Monday, February 14, 2011

Learning To Disagree

I am becoming more and more convinced that learning how to disagree well is the foundation for …well everything. Anyone who has been paying attention has seen the toxic effect of I'm-right-and-everyone-else-is-a-horrible-person on American politics, but it is not just politicians and pundits we can point fingers at; it is us, too.

Husband S and I got married when we were young, dumb, and brand new parents. With an eye on the odds, you probably wouldn’t recommend that young people take this route. Sixteen years later, he is still the love of my life and I shudder to imagine my life without him. Most of the time I am at a loss to explain how we beat the odds to make our marriage work when so many others who marry young do not. The one thing I come back to is we always try to fight fair. Whatever either of us is upset or angry about, the goal of the conversation has to be to fix the problem and heal the relationship, never to make the other person feel bad.
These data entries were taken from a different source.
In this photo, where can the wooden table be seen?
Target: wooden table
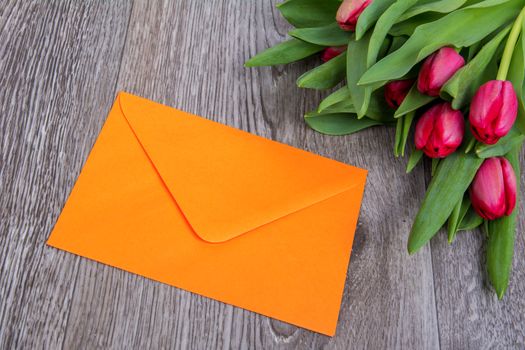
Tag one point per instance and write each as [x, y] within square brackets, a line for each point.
[61, 65]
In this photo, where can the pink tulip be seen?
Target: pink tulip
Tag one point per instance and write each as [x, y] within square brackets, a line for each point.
[439, 131]
[349, 12]
[493, 191]
[331, 52]
[437, 69]
[396, 91]
[493, 111]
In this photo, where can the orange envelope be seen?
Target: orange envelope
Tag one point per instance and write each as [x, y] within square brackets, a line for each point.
[216, 211]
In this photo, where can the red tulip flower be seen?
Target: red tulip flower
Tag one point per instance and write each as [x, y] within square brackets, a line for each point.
[349, 12]
[331, 52]
[396, 91]
[493, 111]
[439, 131]
[437, 69]
[493, 191]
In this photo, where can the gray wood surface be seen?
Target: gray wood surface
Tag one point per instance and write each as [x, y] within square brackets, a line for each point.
[61, 64]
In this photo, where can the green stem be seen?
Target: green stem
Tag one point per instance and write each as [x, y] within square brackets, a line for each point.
[509, 46]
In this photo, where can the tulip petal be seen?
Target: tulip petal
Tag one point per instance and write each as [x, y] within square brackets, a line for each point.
[487, 192]
[508, 110]
[509, 180]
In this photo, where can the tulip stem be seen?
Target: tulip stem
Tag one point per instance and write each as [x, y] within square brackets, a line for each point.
[509, 46]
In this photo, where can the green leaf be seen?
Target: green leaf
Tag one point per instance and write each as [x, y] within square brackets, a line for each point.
[470, 221]
[397, 42]
[516, 75]
[377, 43]
[460, 28]
[453, 221]
[335, 97]
[370, 15]
[464, 84]
[414, 159]
[285, 52]
[501, 232]
[344, 106]
[337, 124]
[330, 35]
[355, 67]
[463, 217]
[442, 6]
[453, 176]
[412, 102]
[377, 107]
[309, 13]
[409, 26]
[326, 76]
[435, 163]
[383, 25]
[402, 130]
[502, 147]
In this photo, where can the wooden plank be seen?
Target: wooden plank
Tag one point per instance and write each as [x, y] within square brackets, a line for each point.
[190, 54]
[58, 65]
[470, 315]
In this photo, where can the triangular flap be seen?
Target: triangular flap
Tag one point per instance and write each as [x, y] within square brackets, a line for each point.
[227, 181]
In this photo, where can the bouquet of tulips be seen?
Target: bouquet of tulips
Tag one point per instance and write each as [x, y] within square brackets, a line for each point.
[451, 70]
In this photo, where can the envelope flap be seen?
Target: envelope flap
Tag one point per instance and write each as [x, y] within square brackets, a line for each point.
[227, 181]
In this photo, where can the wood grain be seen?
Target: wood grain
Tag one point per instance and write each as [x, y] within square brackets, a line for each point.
[63, 64]
[58, 65]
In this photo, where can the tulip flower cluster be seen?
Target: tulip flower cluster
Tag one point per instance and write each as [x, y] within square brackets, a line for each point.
[455, 83]
[440, 129]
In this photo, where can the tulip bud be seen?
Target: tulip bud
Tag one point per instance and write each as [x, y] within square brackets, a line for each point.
[439, 131]
[349, 11]
[493, 191]
[331, 52]
[396, 91]
[493, 111]
[437, 69]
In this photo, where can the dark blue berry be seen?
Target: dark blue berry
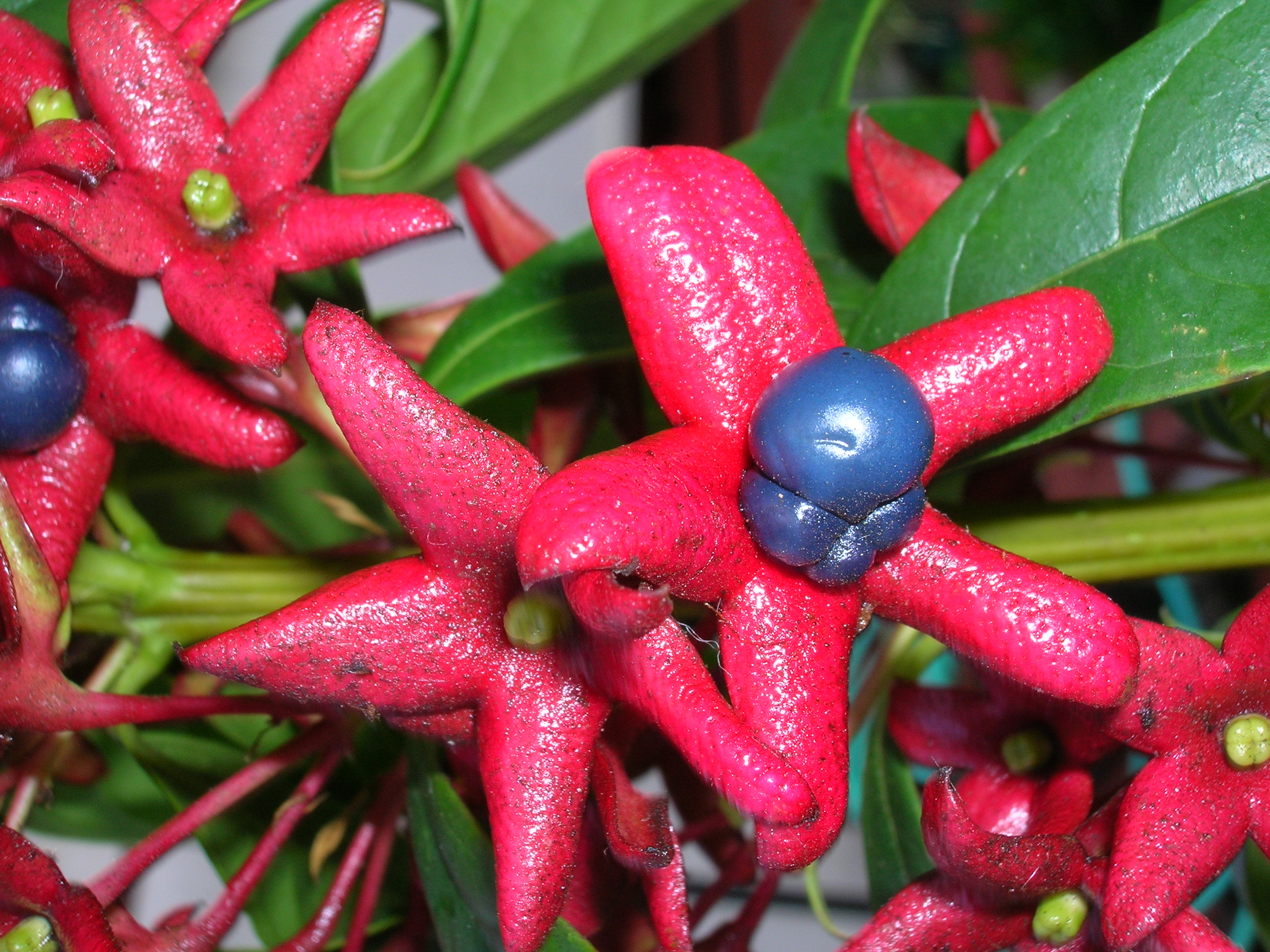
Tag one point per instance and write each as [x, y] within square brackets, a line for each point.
[41, 386]
[845, 429]
[849, 559]
[786, 526]
[897, 521]
[21, 310]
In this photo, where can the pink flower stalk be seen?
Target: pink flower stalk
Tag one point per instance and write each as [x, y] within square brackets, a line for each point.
[215, 211]
[898, 187]
[990, 889]
[1202, 715]
[423, 642]
[720, 296]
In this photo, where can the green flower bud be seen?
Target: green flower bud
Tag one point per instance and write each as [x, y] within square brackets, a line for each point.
[1026, 751]
[32, 935]
[210, 200]
[48, 104]
[535, 620]
[1060, 917]
[1247, 740]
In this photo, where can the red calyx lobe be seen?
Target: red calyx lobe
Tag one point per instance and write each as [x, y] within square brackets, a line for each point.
[423, 636]
[720, 296]
[1189, 810]
[164, 122]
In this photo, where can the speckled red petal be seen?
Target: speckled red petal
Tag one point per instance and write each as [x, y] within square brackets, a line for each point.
[458, 484]
[304, 95]
[537, 730]
[1026, 621]
[140, 390]
[717, 287]
[992, 368]
[1168, 848]
[153, 102]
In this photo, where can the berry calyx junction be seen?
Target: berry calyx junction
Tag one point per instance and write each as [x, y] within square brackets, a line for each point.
[1247, 740]
[841, 440]
[1060, 917]
[49, 103]
[210, 200]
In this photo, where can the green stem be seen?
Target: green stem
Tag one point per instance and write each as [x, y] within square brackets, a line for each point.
[848, 78]
[820, 908]
[1224, 527]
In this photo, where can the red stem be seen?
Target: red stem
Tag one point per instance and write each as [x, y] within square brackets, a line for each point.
[111, 884]
[222, 913]
[323, 923]
[389, 805]
[738, 870]
[742, 928]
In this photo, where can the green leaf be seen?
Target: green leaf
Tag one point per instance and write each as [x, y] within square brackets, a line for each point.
[1172, 9]
[559, 308]
[1256, 888]
[1145, 183]
[820, 69]
[456, 865]
[891, 818]
[49, 16]
[533, 67]
[125, 805]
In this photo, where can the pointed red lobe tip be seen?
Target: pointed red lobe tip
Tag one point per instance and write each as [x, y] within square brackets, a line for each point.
[982, 138]
[897, 187]
[604, 162]
[506, 232]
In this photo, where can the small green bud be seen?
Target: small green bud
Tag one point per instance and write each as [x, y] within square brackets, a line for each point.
[535, 620]
[1026, 751]
[210, 200]
[1060, 917]
[48, 104]
[1247, 740]
[32, 935]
We never call names when we fight. This is hard. Really hard sometimes, but it establishes a foundation of trust. I know that S is never out to get me. I know that I can count on him to listen to me and that my feelings are important to him. Always.

I thought about this yesterday and we need to apply that same standard in our congregations. Yesterday I attended some communication training at our Fellowship and during this session, it became very clear that there are deep divisions within the Fellowship that are still in the process of being healed. Some of these revolve around a specific experience, but I believe many others are part of our denominational dialogue at UU’s: theists vs. non-theist, those who want the church to be a mission to the world vs. those who are content with a liberal oasis, etc. Do any of us want to be in a Unitarian-Universalism where the only people left think just like us? Or do we want to continue as a faith with a rich dialogue of dissenting voices? If the latter, we need to focus on remembering or leaning how to disagree.

The thing about your church that totally annoys you, well that might be just the thing that keeps the person next to you coming to church. For non-theists it can be threatening when people keep bringing all their god-talk into your last bastion of rational safety, and I know there will always be tension there between these two camps. But surely our commitment to support each other in our own searches for meaning is bigger and more important than whether or not we involve a divinity in that search. Working together to make the here and now a better place takes precedence over what compels us to do so.

When I am mad at someone, I friend of mine is in the habit of asking me if I want to be right or be happy. The answer varies based on mood and circumstances. I want to apply this question to our congregations in a broader sense. Do we want to nurse our sense of righteousness or do we want to have a relationship with others in our church community, one which nourishes both of us? We say we want a big tent, so we have to build that tent with our individual everyday interactions with each other.